The adoption of DES solved the problem of standardization, encouraging businesses to use cryptography for security. Furthermore, DES was strong enough to guarantee security against attacks from commercial rivals. It was effectively impossible for a company with a civilian computer to break into a DES-encrypted message because the number of possible keys was sufficiently large. Unfortunately, despite standardization and despite the strength of DES, businesses still had to deal with one more major issue, a problem known as key distribution.
Imagine that a bank wants to send some confidential data to a client via a telephone line, but is worried that there might be somebody tapping the wire. The bank picks a key and uses DES to encrypt the data message. In order to decrypt the message, the client needs not only to have a copy of DES on its computer, but also to know which key was used to encrypt the message. How does the bank inform the client of the key? It cannot send the key via the telephone line, because it suspects that there is an eavesdropper on the line. The only truly secure way to send the key is to hand it over in person, which is clearly a time-consuming task. A less secure but more practical solution is to send the key via a courier. In the 1970s, banks attempted to distribute keys by employing special dispatch riders who had been vetted and who were among the company’s most trusted employees. These dispatch riders would race across the world with padlocked briefcases, personally distributing keys to everyone who would receive messages from the bank over the next week. As business networks grew in size, as more messages were sent, and as more keys had to be delivered, the banks found that this distribution process became a horrendous logistical nightmare, and the overhead costs became prohibitive.
The problem of key distribution has plagued cryptographers throughout history. For example, during the Second World War the German High Command had to distribute the monthly book of day keys to all its Enigma operators, which was an enormous logistical problem. Also, Uboats, which tended to spend extended periods away from base, had to somehow obtain a regular supply of keys. In earlier times, users of the Vigenère cipher had to find a way of getting the keyword from the sender to the receiver. No matter how secure a cipher is in theory, in practice it can be undermined by the problem of key distribution.
To some extent, government and the military have been able to deal with the problem of key distribution by throwing money and resources at it. Their messages are so important that they will go to any lengths to ensure secure key distribution. The U.S. Government keys are managed and distributed by COMSEC, short for Communications Security. In the 1970s, COMSEC was responsible for transporting tons of keys every day. When ships carrying COMSEC material came into dock, crypto-custodians would march onboard, collect stacks of cards, paper tapes, floppy disks, or whatever other medium the keys might be stored on, and then deliver them to the intended recipients.

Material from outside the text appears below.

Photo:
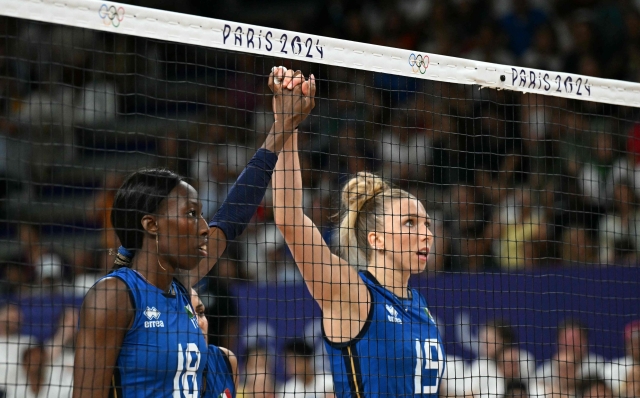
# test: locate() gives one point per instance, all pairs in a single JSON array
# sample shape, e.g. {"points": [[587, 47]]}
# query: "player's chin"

Key distribution might seem a mundane issue, but it became the overriding problem for postwar cryptographers. If two parties wanted to communicate securely, they had to rely on a third party to deliver the key, and this became the weakest link in the chain of security. The dilemma for businesses was straightforward-if governments with all their money were struggling to guarantee the secure distribution of keys, then how could civilian companies ever hope to achieve reliable key distribution without bankrupting themselves?
Despite claims that the problem of key distribution was unsolvable, a team of mavericks triumphed against the odds and came up with a brilliant solution in the mid-1970s. They devised an encryption system that appeared to defy all logic. Although computers transformed the implementation of ciphers, the greatest revolution in twentieth-century cryptography has been the development of techniques to overcome the problem of key distribution. Indeed, this breakthrough is considered to be the greatest cryptographic achievement since the invention of the monoalphabetic cipher, over two thousand years ago.
God Rewards Fools
Whitfield Diffie is one of the most ebullient cryptographers of his generation. The mere sight of him creates a striking and somewhat contradictory image. His impeccable suit reflects the fact that for most of the 1990s he has been employed by one of America’s giant computer companies-currently his official job title is Distinguished Engineer at Sun Microsystems. However, his shoulder-length hair and long white beard betray the fact that his heart is still stuck in the 1960s. He spends much of his time in front of a computer workstation, but he looks as if he would be equally comfortable in a Bombay ashram. Diffie is aware that his dress and personality can have quite an impact on others, and comments that, “People always think that I am taller than I really am, and I’m told it’s the Tigger effect—‘No matter his weight in pounds, shillings and ounces, he always seems bigger because of the bounces.’ ”
Diffie was born in 1944, and spent most of his early years in Queens, New York. As a child he became fascinated by mathematics, reading books ranging from The Chemical Rubber Company Handbook of Mathematical Tables to G.H. Hardy’s Course of Pure Mathematics. He went on to study mathematics at the Massachusetts Institute of Technology, graduating in 1965. He then took a series of jobs related to computer security, and by the early 1970s he had matured into one of the few truly independent security experts, a freethinking cryptographer, not employed by the government or by any of the big corporations. In hindsight, he was the first cypherpunk.
Diffie was particularly interested in the key distribution problem, and he realized that whoever could find a solution would go down in history as one of the all-time great cryptographers. Diffie was so captivated by the problem of key distribution that it became the most important entry in his special notebook entitled “Problems for an Ambitious Theory of Cryptography.” Part of Diffie’s motivation came from his vision of a wired world. Back in the 1960s, the U.S. Department of Defense began funding a cutting-edge research organization called the Advanced Research Projects Agency (ARPA), and one of ARPA’s front-line projects was to find a way of connecting military computers across vast distances. This would allow a computer that had been damaged to transfer its responsibilities to another one in the network. The main aim was to make the Pentagon’s computer infrastructure more robust in the face of nuclear attack, but the network would also allow scientists to send messages to each other, and perform calculations by exploiting the spare capacity of remote computers. The ARPANet was born in 1969, and by the end of the year there were four connected sites. The ARPANet steadily grew in size, and in 1982 it spawned the Internet. At the end of the 1980s, non-academic and nongovernmental users were given access to the Internet, and thereafter the number of users exploded. Today, more than a hundred million people use the Internet to exchange information and send electronic mail messages, or e-mails.
Figure
62 Whitfield Diffie. (photo credit 6.1)
While the ARPANet was still in its infancy, Diffie was farsighted enough to forecast the advent of the information superhighway and the digital revolution. Ordinary people would one day have their own computers, and these computers would be interconnected via phone lines. Diffie believed that if people then used their computers to exchange emails, they deserved the right to encrypt their messages in order to guarantee their privacy. However, encryption required the secure exchange of keys. If governments and large corporations were having trouble coping with key distribution, then the public would find it impossible, and would effectively be deprived of the right to privacy.
Diffie imagined two strangers meeting via the Internet, and wondered how they could send each other an encrypted message. He also considered the scenario of a person wanting to buy a commodity on the Internet. How could that person send an e-mail containing encrypted credit card details so that only the Internet retailer could decipher them? In both cases, it seemed that the two parties needed to share a key, but how could they securely exchange keys? The number of casual contacts and the amount of spontaneous e-mails among the public would be enormous, and this would mean that key distribution would be impractical. Diffie was fearful that the necessity of key distribution would prevent the public from having access to digital privacy, and he became obsessed with the idea of finding a solution to the problem.